En el lado opuesto, en el brazo septentrional, encontramos la apertura de un pozo. La iluminación de nuevo se produce a través de una ventana de herradura.




Desde este lugar tendríamos acceso a dos interesantes espacios construidos seguramente en una segunda fase. A la derecha, bajo un potente arco de herradura, habría, en principio, una salida al exterior. Después se construiría una sala auxiliar. En el centro del arco vemos una columna, posiblemente de un altar.




El otro espacio, a la izquierda, sería construido en una segunda fase a la construcción de la iglesia.  En él vemos una serie de nichos de aspecto semejante al arcosolio interior cuya finalidad ha sido objeto de debate. Se ha barajado la posibilidad de que fuera un pequeño claustro o un receptáculo para reliquias. Sin embargo, es muy posible que fuera el osario del monasterio dada su cercanía a la necrópolis del cenobio.

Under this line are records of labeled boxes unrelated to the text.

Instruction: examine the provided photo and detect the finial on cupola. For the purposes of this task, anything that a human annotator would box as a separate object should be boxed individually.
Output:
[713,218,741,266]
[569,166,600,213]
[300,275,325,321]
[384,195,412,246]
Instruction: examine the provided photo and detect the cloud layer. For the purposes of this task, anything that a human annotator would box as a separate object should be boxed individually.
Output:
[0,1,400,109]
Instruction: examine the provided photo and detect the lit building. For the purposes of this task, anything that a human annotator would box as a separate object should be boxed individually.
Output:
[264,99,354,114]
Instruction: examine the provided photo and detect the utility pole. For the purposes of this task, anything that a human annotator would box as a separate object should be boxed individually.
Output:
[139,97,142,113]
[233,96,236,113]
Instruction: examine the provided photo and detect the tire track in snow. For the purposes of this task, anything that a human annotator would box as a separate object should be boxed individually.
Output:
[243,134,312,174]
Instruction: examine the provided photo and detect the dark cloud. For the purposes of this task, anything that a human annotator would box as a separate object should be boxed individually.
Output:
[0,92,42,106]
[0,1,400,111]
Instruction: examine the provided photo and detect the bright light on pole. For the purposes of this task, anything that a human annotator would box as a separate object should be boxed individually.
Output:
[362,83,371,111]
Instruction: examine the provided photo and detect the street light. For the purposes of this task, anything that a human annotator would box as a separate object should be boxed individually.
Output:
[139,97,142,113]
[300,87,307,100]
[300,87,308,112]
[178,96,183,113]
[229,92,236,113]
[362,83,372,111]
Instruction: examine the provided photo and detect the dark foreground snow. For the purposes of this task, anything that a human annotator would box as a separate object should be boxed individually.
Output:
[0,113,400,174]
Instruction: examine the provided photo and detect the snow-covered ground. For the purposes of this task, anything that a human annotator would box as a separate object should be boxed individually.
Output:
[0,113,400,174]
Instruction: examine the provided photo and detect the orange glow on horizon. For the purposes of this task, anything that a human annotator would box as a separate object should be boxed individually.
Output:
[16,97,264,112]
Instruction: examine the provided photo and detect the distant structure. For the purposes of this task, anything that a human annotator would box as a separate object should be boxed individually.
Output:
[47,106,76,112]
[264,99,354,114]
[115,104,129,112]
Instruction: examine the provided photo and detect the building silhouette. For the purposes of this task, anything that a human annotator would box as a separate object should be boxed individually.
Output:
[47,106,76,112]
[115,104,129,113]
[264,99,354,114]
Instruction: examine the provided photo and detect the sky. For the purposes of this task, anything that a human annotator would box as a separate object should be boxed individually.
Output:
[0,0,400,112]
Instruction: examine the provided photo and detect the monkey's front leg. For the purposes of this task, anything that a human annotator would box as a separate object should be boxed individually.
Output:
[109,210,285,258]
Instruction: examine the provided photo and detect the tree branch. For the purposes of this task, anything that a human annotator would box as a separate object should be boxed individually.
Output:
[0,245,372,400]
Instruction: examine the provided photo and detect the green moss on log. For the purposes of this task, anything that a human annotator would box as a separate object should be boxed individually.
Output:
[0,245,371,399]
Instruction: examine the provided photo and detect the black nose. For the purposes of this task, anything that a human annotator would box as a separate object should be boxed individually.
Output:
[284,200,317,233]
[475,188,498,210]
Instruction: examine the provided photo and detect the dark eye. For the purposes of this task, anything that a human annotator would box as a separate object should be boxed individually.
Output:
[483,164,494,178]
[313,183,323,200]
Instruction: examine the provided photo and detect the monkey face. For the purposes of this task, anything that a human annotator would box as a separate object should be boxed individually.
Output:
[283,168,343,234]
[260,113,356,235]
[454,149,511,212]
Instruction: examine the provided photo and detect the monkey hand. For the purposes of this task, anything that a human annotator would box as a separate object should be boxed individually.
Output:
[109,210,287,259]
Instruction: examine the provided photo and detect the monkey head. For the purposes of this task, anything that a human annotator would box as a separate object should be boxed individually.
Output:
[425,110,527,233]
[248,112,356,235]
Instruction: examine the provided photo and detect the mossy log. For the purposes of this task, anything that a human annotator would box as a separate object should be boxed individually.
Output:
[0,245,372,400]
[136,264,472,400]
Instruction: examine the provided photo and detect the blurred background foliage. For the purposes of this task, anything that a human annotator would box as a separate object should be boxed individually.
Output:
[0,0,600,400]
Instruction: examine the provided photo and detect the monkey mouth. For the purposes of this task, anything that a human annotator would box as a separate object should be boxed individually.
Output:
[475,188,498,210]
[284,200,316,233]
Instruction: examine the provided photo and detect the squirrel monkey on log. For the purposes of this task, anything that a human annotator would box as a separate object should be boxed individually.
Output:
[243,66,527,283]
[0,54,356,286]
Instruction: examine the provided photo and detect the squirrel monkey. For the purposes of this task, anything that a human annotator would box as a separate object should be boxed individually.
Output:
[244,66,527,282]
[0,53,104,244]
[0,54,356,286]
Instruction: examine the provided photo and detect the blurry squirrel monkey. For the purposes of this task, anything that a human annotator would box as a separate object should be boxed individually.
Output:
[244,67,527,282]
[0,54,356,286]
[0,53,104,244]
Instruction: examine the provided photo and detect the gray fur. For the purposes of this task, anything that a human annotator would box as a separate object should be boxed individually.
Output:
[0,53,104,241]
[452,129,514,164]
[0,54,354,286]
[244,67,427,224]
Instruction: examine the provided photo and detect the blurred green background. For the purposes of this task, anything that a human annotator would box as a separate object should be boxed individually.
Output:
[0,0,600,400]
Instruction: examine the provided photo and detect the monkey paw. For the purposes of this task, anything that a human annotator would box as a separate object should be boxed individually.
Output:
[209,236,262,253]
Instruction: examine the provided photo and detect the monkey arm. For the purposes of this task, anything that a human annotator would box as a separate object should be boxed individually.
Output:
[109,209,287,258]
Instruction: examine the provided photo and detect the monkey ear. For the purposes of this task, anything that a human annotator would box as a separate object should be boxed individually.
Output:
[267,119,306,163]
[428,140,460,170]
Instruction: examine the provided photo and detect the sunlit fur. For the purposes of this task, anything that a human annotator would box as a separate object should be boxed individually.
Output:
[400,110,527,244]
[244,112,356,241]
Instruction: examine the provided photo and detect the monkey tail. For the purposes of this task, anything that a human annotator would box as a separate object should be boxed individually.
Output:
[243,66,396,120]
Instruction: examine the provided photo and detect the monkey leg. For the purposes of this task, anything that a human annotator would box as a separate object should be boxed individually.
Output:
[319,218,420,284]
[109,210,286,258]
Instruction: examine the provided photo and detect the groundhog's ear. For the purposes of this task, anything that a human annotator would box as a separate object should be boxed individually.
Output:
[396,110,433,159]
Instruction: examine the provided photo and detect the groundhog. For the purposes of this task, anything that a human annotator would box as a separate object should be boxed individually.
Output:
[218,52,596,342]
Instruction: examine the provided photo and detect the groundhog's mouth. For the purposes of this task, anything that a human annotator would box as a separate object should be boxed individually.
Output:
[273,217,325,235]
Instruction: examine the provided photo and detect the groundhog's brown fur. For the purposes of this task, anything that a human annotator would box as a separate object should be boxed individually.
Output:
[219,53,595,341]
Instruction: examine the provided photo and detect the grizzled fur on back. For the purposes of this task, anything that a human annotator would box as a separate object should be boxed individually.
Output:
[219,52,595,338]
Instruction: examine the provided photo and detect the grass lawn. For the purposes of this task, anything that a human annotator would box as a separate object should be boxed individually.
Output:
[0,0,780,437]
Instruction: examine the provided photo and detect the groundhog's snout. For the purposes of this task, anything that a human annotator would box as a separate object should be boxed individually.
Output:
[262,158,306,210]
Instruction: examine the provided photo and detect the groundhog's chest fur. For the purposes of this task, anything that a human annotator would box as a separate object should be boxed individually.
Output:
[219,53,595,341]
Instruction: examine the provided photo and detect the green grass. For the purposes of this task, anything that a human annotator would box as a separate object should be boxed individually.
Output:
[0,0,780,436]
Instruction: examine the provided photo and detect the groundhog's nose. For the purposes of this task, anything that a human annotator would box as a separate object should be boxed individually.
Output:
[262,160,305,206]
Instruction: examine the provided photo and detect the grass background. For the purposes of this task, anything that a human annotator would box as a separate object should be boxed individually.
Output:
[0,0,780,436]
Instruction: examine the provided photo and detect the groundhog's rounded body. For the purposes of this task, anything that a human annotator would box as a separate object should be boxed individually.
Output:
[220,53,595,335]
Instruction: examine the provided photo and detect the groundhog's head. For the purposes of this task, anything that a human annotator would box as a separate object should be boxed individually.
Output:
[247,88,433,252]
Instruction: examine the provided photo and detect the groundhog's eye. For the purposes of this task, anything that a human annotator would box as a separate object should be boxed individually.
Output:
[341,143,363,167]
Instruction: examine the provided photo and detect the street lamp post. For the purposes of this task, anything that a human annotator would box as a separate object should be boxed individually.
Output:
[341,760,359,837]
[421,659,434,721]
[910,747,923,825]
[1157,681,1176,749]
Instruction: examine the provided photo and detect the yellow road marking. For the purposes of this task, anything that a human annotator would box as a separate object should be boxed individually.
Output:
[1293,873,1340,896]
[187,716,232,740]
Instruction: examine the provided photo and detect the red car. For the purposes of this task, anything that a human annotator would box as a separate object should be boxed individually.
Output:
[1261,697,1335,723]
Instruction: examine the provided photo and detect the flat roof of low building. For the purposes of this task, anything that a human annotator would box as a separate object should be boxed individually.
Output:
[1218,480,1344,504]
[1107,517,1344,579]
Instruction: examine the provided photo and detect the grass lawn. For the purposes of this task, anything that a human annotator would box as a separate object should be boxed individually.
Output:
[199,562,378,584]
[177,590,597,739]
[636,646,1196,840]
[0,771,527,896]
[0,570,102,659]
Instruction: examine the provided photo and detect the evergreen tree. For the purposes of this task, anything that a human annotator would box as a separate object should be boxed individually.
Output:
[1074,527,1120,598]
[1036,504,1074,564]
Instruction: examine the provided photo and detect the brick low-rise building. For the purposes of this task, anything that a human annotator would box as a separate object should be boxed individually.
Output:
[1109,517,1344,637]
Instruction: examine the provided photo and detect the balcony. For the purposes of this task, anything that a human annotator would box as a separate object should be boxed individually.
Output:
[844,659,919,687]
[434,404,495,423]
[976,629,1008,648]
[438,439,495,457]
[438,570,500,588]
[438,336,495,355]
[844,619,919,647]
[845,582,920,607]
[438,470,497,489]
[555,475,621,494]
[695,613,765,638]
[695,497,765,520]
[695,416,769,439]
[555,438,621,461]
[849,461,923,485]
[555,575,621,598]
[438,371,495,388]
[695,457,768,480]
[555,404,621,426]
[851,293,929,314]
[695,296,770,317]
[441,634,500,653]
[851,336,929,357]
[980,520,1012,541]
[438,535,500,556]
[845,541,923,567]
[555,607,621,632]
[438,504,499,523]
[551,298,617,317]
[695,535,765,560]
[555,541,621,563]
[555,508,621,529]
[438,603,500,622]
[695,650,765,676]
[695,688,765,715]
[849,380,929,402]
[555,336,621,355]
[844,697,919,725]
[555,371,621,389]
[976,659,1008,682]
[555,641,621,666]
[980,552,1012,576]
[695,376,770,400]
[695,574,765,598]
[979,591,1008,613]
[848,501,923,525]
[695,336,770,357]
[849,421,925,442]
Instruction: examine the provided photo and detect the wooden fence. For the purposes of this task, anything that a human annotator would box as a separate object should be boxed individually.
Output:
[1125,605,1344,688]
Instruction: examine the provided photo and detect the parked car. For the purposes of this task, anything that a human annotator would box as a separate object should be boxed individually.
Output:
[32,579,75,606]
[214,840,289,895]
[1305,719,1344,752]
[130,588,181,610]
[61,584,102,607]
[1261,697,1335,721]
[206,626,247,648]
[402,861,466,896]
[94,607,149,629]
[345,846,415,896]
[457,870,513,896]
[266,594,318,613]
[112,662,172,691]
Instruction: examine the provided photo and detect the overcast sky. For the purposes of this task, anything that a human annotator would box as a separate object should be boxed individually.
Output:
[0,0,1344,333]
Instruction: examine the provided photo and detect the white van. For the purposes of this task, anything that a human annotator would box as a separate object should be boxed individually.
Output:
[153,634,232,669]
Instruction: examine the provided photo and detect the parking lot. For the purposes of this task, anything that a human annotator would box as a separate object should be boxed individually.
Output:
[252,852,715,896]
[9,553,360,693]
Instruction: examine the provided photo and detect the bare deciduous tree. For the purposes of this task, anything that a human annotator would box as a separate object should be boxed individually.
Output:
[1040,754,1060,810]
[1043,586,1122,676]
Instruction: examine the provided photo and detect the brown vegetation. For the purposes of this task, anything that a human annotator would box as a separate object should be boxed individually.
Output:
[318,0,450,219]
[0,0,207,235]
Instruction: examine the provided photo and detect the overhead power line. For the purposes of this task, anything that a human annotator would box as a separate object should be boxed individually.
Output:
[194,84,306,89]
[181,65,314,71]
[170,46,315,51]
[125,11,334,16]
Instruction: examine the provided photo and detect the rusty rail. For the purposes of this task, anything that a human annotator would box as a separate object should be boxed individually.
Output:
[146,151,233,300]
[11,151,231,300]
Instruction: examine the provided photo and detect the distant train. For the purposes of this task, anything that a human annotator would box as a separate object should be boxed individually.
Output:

Aunque hay quienes opinan que la citada necrópolis fuese en realidad un pudridero desde el cual se trasladarían los restos, una vez descarnados, a este conjunto de nichos.




Una visita alrededor del edificio nos permitirá seguir comprobando la solidez del mismo, los vanos en forma de herradura y los restos de la torre construida sobre el crucero en los tiempos que además de templo fue fortaleza.





Como no podría ser de otra forma Santa María de Melque guarda en su historia gran cantidad de misterios y leyendas. Sabemos que el lugar estuvo un tiempo bajo el control de los templarios, y de este periodo seguramente proviene la leyenda de un túnel que uniría la iglesia/fortaleza con el cercano castillo de Montalbán. Otra leyenda relaciona Melque con la Mesa del Rey Salomón, objeto maravilloso desaparecido junto con el resto del tesoro visigodo tras la caída de Toledo ante los musulmanes.

Antes de marchar no está de más visitar las transformadas casas labriegas en centro de interpretación y de exposiciones, interesantes.




Santa María de Melque, un lugar de misterio e interrogantes, pero palpando las piedras de sus naves, quizás estés tocando un testigo de importantes historias antiguas no reveladas.